The dollar index stood at 90.943 on Thursday in Asia after adding 0.2% overnight
The dollar held its ground on Thursday after its first back-to-back gains in two weeks as upbeat data bolstered expectations that the U.S. economy would recover from the pandemic ahead of other economies.
Bitcoin traded just short of the new record high of $52,640 reached overnight, with its 58% surge prompting some analysts to warn that the rally might be unsustainable.
Government stimulus cheques helped U.S. retail sales bounce back sharply in January, while industrial output and producer prices data were also upbeat.
Investors expect a further boost from U.S. President Joe Biden’s proposed $1.9 trillion fiscal stimulus, with the president meeting top labour leaders on Wednesday to drum up support for the plan.
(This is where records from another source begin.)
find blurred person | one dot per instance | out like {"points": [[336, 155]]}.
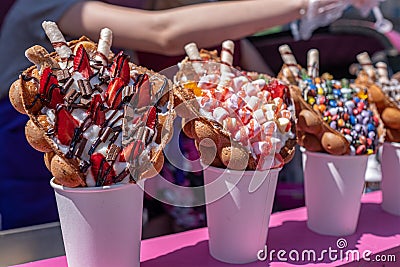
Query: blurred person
{"points": [[25, 195]]}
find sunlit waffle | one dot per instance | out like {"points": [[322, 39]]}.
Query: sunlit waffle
{"points": [[239, 120], [334, 116], [98, 118]]}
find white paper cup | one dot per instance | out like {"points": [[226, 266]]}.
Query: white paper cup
{"points": [[101, 226], [238, 209], [390, 185], [333, 186]]}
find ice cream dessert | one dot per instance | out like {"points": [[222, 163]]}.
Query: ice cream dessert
{"points": [[98, 118], [334, 116], [239, 120], [383, 92]]}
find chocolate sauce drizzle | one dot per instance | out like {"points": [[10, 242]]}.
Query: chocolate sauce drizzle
{"points": [[108, 130]]}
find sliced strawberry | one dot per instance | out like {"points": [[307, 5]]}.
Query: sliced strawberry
{"points": [[82, 63], [120, 68], [114, 93], [132, 151], [151, 117], [142, 97], [102, 171], [49, 89], [95, 111], [65, 126]]}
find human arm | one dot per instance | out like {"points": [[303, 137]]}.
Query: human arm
{"points": [[167, 31]]}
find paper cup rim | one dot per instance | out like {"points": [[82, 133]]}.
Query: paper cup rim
{"points": [[327, 155], [395, 144], [217, 169], [89, 189]]}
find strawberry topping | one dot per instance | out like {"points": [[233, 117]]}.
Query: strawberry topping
{"points": [[82, 63], [102, 171], [120, 68], [114, 93], [65, 126], [49, 89], [132, 151], [276, 89], [142, 97], [95, 111], [151, 117]]}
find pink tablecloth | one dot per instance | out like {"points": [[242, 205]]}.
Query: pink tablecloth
{"points": [[378, 232]]}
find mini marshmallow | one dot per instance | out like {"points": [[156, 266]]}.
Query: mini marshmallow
{"points": [[230, 124], [285, 114], [276, 144], [268, 128], [269, 107], [222, 93], [238, 82], [253, 103], [234, 102], [262, 147], [207, 102], [244, 115], [220, 114], [264, 96], [313, 63], [259, 84], [250, 89], [259, 116], [278, 102], [254, 128], [242, 135], [283, 124], [208, 81], [270, 115]]}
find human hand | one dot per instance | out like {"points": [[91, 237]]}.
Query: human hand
{"points": [[321, 13], [365, 6]]}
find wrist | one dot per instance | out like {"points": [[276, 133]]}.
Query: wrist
{"points": [[303, 7]]}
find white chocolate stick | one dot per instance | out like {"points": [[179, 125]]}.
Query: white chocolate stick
{"points": [[313, 63], [289, 59], [382, 71], [39, 56], [57, 39], [228, 48], [366, 64], [103, 48], [193, 53]]}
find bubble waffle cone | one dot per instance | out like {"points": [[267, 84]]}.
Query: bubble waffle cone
{"points": [[334, 116], [233, 127], [98, 118], [384, 93]]}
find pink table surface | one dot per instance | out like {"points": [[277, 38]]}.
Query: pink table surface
{"points": [[377, 231]]}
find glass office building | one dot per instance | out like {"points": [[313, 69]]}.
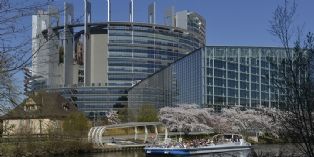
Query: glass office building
{"points": [[130, 52], [215, 76]]}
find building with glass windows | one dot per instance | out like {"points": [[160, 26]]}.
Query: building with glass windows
{"points": [[214, 76], [93, 65]]}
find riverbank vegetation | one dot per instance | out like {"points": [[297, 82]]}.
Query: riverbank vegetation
{"points": [[70, 139]]}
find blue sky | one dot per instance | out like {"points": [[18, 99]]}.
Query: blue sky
{"points": [[229, 22]]}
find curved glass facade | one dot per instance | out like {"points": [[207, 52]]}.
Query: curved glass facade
{"points": [[219, 76], [137, 50], [133, 51]]}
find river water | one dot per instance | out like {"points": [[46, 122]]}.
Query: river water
{"points": [[260, 150]]}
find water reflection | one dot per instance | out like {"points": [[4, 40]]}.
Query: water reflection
{"points": [[245, 153]]}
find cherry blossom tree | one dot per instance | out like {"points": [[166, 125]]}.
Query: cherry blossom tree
{"points": [[188, 118]]}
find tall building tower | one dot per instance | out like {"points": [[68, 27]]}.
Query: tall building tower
{"points": [[44, 53], [152, 13]]}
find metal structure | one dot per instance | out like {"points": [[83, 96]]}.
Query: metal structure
{"points": [[95, 134]]}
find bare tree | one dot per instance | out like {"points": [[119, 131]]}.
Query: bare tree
{"points": [[296, 84], [15, 45]]}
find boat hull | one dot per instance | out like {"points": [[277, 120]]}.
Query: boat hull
{"points": [[191, 151]]}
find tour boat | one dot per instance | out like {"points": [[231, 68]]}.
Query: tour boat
{"points": [[179, 149]]}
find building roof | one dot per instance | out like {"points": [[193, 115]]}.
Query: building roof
{"points": [[42, 105]]}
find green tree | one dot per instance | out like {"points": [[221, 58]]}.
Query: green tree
{"points": [[147, 113], [76, 124]]}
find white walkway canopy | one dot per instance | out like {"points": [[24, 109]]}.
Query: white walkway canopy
{"points": [[95, 134]]}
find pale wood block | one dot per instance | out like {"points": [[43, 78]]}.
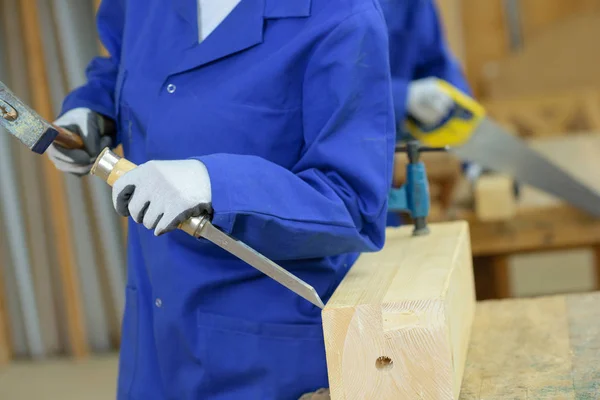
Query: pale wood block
{"points": [[494, 198], [398, 326]]}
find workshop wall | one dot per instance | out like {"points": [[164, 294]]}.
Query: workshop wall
{"points": [[62, 254], [62, 247]]}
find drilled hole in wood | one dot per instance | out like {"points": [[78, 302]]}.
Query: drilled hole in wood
{"points": [[384, 363]]}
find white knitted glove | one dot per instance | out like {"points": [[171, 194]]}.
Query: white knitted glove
{"points": [[163, 194], [427, 102]]}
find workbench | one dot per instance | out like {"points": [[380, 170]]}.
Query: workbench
{"points": [[546, 349], [542, 222]]}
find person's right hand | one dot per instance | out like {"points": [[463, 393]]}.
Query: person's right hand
{"points": [[96, 134]]}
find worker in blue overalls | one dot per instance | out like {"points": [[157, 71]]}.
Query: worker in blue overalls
{"points": [[276, 117], [419, 54]]}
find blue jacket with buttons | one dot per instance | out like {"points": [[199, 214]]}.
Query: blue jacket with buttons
{"points": [[288, 104], [418, 49]]}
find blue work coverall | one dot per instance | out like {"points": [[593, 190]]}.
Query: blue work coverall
{"points": [[288, 104], [418, 50]]}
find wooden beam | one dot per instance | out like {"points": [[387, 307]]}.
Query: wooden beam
{"points": [[57, 201], [451, 16], [495, 198], [398, 326], [560, 59], [486, 38], [538, 16]]}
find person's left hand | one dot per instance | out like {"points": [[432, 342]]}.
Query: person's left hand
{"points": [[163, 194], [427, 102]]}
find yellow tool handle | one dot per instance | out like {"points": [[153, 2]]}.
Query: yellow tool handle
{"points": [[457, 128], [110, 167]]}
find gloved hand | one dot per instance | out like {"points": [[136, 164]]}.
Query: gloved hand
{"points": [[321, 394], [96, 132], [163, 194], [427, 102]]}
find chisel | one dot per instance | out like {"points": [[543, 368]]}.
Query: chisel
{"points": [[38, 134], [110, 167]]}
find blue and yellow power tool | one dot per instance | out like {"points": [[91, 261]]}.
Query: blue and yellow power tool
{"points": [[413, 197], [473, 137]]}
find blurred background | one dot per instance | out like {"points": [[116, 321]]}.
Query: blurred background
{"points": [[532, 63]]}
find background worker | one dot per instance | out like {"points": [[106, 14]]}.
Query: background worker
{"points": [[258, 112], [419, 54]]}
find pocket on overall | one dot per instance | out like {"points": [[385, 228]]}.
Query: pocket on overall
{"points": [[129, 342], [255, 360]]}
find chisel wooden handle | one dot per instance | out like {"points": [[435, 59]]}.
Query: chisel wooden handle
{"points": [[68, 139], [110, 167]]}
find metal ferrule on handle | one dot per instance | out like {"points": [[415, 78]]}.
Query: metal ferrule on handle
{"points": [[110, 167]]}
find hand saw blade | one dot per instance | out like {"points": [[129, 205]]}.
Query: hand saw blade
{"points": [[492, 147]]}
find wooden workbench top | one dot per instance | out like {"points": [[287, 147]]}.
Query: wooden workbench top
{"points": [[544, 348]]}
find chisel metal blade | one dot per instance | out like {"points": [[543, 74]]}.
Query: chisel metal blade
{"points": [[261, 263], [492, 147]]}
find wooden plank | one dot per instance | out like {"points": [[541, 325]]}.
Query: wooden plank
{"points": [[545, 348], [399, 324], [555, 114], [584, 337], [519, 350], [560, 59], [451, 18], [538, 16], [486, 39], [549, 228], [542, 221], [56, 200], [494, 198]]}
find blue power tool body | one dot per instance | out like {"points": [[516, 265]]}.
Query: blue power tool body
{"points": [[413, 197]]}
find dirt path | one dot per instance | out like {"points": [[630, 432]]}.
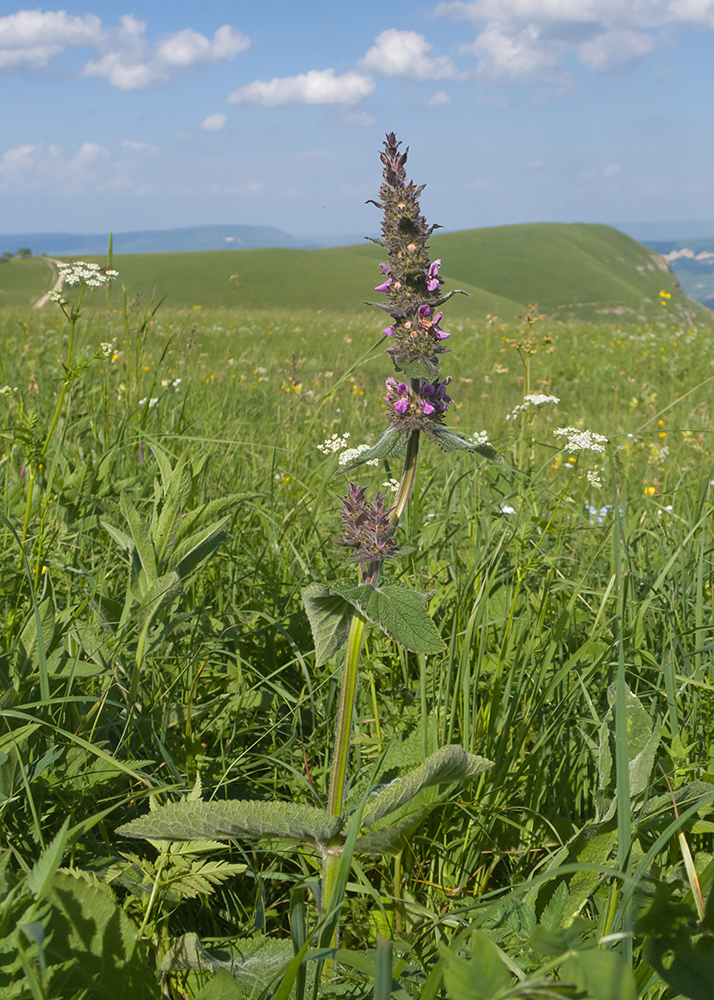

Meanwhile, minutes from the Federal Reserve’s policy meeting last month reinforced the central bank’s willingness to let the economy run while keeping monetary settings ultra-accommodative.
Biden’s stimulus plans, a steep decline in new infections and rapid vaccine rollout leave the U.S. well positioned to recover sooner than most, Westpac strategists wrote in a client note. That will generate periodic bouts of USD upside.
However, as with many analysts, Westpac’s team expects the dollar to fall this year, amid the Fed’s relentless money printing.
The dollar index was nearly flat at 90.943 on Thursday in Asia after adding 0.2% overnight and 0.4% on Tuesday.
The gauge has advanced nearly 1% this year, bouncing back from a nearly 7% drop in 2020 that extended to a 2-1/2-year low of 89.206 in early January.
Westpac recommends fresh dollar index shorts on rallies toward 91.0.
The euro was also almost flat at $1.20385 after dropping 0.5% overnight, the most in two weeks.
The dollar was nearly flat at 105.845 yen, following a pullback Wednesday after hitting a five-month high of 106.225.
Treasury yields have given the dollar a boost in recent days, with the yield on the benchmark 10-year note rising as much as 1.333% overnight from nearly 1.20% at the end of last week. It retreated in Asia on Thursday to 1.2669%.
Rising U.S. yields have stopped the dollar from declining for now, said Osamu Takashima, the Tokyo-based head of G10 FX strategy at Citigroup Global Markets Japan. In the longer term, we remain bearish on the U.S. dollar: we expect a risk-on environment globally and under such circumstances we think downward pressure on the U.S. dollar could revive.
Takashima expects the dollar to rise as much as 107 yen before dropping to 102 over the next three months.